That's fantastic. Did you see if the results were similar
to those you got with MCMC?
Some answers inline.
On Jul 16, 2015, at 11:52 PM, Sebastian Weber <
sdw....@gmail.com> wrote:
>
> Hi!
>
> I have started to play with ADVI and I must say I am impressed by the speed, but I still need to check if I get garbage (on a first look everything looks ok). Now, a couple of questions (and if you answer with RT(F)M that's fine - justlet me know which document to read):
Other than the doc in the Stan manual and CmdStan manual (2.7.0 versions
of both of which are now available), you'll want to read Alp's
arXive paper for a deeper description of how it works:
http://arxiv.org/abs/1506.03431
> - A run with the default settings took 3h, a run with eta_agrad=0.05 (half of the default) took only 20 minutes. Is this normal? On what scale should I vary eta_agrad? I.e. try multiples or offsets (so 1/2^n or eta_agrad= 0.1, 0.09, 0.08 ...)
>
> - ADVI complained about diverging ELBO during the first 1000 iterations and the delta_ELBO_mean was in the thousands whereas the delta_ELBO_median was around or below 1. Do I need to worry now?
These first two, Dustin or Alp are going to have to tackle.
> - For which type of problems does ADVI work well and which ones not?
It's labeled "experimental" exactly because we don't know
under what conditions it'll work well or how best to tune it.
So all these data points are super helpful.
> - Is the resulting CSV a dump of MCMC-like samples?

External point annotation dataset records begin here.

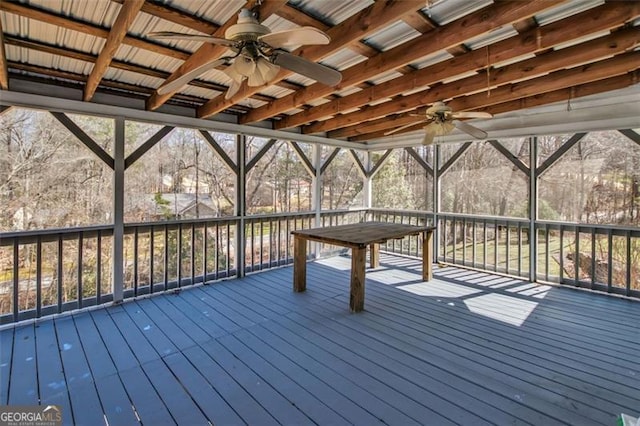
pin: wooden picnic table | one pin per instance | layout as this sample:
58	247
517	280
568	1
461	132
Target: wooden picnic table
357	237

So can I use it in the usual way?
As to the draws, those are from the variational approximation,
as explained in the paper. But they're meant to be usable in
the same way as the MCMC output. So if everything's done right,
you should be able to read them in just like MCMC output.
I think the plan is to perhaps do some importance weighting
in the future to make expectation calculations closer to the
true posterior, but I'm not 100% sure.
> - Does Rhat mean anything? What else do I need to check for non-convergence?
The Rhat won't mean anything --- it should have n_eff close to the
number of iterations because it's using pure Monte Carlo (not Markov chain)
draws.
> - Can read_stan_csv from rstan read in these csv files or should I read these in with R and skip over the first 1000 warmups?
If everything's coded correctly, it should be. I haven't tried it.
> I am still evaluating, but just let me say that ADVI crunched an ODE problem which takes almost 3 days per chain in just 20-30 minutes !!! If the result is any usable then this is just awesome!
This is really exciting news. Thanks again for trying this out. I
can see a whole stream of PK/PD publications coming out of this if
it really is that great. Do you have an estimate of how long NONMEM
would take to fit a similar problem?
- Bob